The recovery in oil prices was partly due to cut in oil drilling rigs by producers in the United States and Canada and amid hope of further production cuts by OPEC and its allies in the wake of collapse in demand worldwide.
"Unless there are signs of economies moving back to normal, crude prices are likely to trade lower. The side effect of lower crude oil prices has not been factored in by the market participants – possibility of projects going haywire, oil economies getting into trouble and infra companies being affected in India are very high," Jimeet Modi said.
Technical view
The Nifty50 formed Gravestone Doji pattern on daily charts on April 24, indicating lack of conviction among bulls and saw Hanging Man kind of formation on the weekly scale, indicating bearish reversal trend ahead.
The index consistently failed to sustain 9,300 levels and has been struggling to head higher since the past few sessions.
"Fatigue is visible which should be read as a sign of caution. We have been contrarian bearish on Nifty as we had been contrarian bullish earlier. We continue to maintain a broader negative stance on the index as believe overall index is likely to retest lows of 7,500 which is substantial downside from here.
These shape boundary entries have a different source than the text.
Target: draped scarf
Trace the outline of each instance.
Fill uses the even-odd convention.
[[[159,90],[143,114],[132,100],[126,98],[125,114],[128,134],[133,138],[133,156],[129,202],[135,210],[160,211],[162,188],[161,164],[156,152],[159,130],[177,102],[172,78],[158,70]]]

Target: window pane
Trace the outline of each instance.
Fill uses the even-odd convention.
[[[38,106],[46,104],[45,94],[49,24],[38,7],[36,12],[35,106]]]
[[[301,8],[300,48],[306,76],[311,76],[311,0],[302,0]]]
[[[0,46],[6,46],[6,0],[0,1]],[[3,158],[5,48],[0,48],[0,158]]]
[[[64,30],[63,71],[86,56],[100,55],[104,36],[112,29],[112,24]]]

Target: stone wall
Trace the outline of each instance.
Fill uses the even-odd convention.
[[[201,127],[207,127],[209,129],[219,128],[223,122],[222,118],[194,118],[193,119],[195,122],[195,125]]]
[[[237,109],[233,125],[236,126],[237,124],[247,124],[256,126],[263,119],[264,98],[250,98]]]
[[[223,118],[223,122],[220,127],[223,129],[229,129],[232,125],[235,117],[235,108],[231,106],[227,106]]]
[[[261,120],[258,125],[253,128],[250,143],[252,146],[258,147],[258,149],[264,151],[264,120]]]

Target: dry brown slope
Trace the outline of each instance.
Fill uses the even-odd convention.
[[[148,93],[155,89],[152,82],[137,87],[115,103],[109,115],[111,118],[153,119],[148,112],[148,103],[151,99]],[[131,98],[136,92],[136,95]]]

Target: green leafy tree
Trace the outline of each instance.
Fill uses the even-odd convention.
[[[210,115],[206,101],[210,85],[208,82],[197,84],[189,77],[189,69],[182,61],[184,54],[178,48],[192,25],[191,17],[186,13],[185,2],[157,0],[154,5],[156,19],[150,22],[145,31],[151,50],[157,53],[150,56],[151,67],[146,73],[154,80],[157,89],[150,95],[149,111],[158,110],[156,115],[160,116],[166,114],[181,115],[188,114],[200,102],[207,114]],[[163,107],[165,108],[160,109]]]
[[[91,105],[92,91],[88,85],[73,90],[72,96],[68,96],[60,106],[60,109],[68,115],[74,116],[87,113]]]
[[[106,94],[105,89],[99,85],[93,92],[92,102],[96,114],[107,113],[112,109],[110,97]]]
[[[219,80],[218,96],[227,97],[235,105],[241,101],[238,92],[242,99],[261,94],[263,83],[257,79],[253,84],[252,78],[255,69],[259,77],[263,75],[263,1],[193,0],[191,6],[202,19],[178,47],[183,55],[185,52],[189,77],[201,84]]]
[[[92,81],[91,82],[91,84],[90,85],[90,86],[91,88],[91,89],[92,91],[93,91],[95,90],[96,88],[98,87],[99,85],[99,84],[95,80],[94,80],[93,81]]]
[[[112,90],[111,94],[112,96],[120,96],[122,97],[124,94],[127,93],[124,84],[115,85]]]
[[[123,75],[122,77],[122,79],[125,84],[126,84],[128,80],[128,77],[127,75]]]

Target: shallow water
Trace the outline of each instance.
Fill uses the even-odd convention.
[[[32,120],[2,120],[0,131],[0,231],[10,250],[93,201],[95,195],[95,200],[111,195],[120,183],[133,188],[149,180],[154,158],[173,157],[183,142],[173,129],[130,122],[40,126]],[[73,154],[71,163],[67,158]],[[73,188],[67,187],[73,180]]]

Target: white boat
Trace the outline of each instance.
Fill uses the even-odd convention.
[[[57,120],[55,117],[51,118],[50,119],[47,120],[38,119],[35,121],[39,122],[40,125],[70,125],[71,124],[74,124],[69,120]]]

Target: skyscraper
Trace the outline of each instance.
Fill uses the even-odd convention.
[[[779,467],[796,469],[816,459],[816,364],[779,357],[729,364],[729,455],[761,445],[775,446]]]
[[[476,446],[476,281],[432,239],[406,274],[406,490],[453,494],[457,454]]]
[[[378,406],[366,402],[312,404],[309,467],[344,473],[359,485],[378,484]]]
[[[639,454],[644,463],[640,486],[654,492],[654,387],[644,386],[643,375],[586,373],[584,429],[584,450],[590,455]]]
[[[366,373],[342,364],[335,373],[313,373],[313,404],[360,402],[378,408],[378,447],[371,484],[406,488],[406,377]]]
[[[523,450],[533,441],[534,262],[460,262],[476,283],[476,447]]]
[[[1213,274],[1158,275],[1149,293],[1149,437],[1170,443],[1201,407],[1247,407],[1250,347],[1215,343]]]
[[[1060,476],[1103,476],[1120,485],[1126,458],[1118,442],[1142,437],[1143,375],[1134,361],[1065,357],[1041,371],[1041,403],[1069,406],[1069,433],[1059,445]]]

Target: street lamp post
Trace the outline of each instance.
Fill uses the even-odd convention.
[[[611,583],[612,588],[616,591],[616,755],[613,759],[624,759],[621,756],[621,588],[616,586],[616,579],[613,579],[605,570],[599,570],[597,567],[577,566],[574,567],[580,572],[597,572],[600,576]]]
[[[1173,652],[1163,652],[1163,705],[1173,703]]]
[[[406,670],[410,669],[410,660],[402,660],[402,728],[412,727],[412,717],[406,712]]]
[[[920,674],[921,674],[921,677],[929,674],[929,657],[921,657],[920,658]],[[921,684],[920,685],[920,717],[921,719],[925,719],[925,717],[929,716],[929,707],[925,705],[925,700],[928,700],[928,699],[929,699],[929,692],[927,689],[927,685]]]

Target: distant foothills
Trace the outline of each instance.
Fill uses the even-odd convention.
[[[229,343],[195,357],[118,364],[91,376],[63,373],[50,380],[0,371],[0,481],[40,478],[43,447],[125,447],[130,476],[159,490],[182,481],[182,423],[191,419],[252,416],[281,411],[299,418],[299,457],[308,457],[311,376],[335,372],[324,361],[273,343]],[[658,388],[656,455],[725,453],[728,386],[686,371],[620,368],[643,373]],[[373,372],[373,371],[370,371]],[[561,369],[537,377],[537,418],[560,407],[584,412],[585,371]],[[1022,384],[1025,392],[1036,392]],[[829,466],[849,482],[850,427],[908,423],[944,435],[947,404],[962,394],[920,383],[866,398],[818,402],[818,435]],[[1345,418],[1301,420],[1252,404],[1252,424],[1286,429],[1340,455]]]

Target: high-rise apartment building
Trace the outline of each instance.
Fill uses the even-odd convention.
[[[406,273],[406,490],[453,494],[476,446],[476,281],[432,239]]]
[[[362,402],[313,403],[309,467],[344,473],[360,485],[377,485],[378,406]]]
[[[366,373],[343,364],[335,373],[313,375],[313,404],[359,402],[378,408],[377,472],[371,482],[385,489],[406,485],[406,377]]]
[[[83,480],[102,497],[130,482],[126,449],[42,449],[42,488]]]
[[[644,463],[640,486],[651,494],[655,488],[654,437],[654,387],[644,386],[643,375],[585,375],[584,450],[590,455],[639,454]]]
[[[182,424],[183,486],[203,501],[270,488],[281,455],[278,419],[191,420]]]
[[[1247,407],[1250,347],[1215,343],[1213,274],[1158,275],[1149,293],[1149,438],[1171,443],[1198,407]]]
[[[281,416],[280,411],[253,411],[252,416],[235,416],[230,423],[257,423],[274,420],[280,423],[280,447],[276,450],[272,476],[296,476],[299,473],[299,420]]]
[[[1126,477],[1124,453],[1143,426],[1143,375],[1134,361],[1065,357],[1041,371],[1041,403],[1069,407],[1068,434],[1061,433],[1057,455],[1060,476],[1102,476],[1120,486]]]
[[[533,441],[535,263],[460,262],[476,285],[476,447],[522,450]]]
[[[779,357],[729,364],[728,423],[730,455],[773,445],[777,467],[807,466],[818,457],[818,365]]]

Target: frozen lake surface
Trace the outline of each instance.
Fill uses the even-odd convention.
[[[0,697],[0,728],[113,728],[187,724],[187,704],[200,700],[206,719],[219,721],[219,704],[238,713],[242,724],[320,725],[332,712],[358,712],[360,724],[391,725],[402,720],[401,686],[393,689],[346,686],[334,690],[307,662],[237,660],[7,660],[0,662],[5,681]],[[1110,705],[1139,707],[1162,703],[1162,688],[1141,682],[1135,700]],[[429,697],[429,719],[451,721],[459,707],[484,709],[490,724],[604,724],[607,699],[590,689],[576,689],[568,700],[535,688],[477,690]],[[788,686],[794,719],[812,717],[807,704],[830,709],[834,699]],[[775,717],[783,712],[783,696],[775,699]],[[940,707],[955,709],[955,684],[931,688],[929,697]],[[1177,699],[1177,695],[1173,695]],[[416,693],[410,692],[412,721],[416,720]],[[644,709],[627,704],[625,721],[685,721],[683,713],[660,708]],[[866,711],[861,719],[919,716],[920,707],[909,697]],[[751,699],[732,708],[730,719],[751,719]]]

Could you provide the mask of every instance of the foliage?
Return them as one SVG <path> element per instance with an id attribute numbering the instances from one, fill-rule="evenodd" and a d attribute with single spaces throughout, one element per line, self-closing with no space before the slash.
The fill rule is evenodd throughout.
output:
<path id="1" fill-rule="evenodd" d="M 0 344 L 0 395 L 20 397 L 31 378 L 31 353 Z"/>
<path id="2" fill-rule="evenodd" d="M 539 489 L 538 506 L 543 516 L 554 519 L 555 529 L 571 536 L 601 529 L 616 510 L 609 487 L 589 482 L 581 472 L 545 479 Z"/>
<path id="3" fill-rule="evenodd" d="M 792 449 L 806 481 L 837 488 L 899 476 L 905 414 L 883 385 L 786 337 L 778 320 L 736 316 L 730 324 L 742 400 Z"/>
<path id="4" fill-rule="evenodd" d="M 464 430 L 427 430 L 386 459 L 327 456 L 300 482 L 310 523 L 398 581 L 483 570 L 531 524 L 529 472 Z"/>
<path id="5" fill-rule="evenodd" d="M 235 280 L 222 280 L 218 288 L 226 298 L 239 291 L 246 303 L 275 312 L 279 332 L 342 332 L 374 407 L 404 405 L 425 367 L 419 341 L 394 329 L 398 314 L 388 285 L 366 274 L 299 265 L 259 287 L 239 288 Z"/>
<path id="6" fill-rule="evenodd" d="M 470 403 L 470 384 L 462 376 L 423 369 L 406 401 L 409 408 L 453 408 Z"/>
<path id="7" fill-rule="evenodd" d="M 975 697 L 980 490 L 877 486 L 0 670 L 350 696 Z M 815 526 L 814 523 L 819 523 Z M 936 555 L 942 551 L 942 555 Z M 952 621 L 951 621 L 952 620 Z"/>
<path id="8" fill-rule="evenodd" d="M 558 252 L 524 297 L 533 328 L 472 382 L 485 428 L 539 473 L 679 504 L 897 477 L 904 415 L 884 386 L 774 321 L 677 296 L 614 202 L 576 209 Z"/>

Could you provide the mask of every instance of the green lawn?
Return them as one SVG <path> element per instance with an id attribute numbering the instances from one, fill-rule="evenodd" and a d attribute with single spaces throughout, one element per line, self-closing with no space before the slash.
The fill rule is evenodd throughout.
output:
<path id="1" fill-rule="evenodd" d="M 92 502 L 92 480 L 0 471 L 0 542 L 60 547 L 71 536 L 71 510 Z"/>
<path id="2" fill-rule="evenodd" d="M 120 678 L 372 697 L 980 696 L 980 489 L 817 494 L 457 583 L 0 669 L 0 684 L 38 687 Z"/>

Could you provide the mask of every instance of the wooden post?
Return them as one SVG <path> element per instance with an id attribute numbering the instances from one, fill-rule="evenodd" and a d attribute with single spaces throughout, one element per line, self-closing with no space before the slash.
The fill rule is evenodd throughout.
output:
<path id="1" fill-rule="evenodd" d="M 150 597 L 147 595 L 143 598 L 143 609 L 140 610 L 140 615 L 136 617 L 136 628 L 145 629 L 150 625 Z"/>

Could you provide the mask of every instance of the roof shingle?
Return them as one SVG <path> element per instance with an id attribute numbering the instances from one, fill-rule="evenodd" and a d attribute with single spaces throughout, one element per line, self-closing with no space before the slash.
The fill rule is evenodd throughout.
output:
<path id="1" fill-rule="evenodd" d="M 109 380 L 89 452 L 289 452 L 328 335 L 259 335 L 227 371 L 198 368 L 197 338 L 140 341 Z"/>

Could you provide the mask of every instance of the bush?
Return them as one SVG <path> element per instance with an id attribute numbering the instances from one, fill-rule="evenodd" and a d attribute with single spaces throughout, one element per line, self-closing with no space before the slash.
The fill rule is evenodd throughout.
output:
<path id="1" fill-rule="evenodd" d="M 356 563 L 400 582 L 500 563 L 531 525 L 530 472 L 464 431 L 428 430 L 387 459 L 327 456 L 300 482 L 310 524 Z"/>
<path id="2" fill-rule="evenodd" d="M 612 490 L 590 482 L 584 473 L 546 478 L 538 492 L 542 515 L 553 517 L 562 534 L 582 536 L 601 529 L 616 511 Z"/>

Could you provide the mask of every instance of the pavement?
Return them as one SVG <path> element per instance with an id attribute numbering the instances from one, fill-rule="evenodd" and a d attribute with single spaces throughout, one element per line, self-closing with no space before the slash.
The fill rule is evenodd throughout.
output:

We continue with view of very limited upside beyond 9,500 zone on the upside," Amit Shah, Technical Research Analyst with Indiabulls Securities said.
F&O expiry
This week, April derivative contracts will be expired and positions will be rolled over to next month. The options data indicated that the maximum Put base has shifted to 9,000 followed by 8,800 strike.
The significant unwinding was seen in 9,000 and 9,300 Put strikes, which hints that Put writers may be covering their shorts fearing that Nifty may slip below 9,000 levels, Nilesh Jain of Anand Rathi feels.
The Call writers were active in 9,300 and 9,500 strikes, where 9,500 holds the maximum open interest. "So continuous call writing at 9,500 hints that Nifty is unlikely to surpass 9,500 in the April series," said Nilesh Jain.
The above-mentioned options data indicated the Nifty could trade in a broader range of 8,800 to 9,500 in coming days and expiry could be between 8,900-9,200 levels, according to experts.
Corporate action, board meetings and macro data
Madhav Infra Project will trade ex-split (face value reduced from Rs 10 to Rs 1) with effect from April 27 while Britannia Industries will quote ex-dividend (Rs 35 per share) from April 29.
Among others, on April 27, Pfizer will consider dividend and Manappuram Finance will mull fund raising, while TVS Motor will consider fund raising on April 28 and Sundaram Clayton on April 30. JK Paper will mull the proposal of share buyback on April 28.
On the macro data front, infrastructure output for March will be released on April 30 and foreign exchange reserves for week ended April 24 will be announced on May 1.
Global cues
Bank of Japan, Federal Reserve and European Central Bank will announce their interest rate decision on Tuesday, Wednesday and Thursday respectively.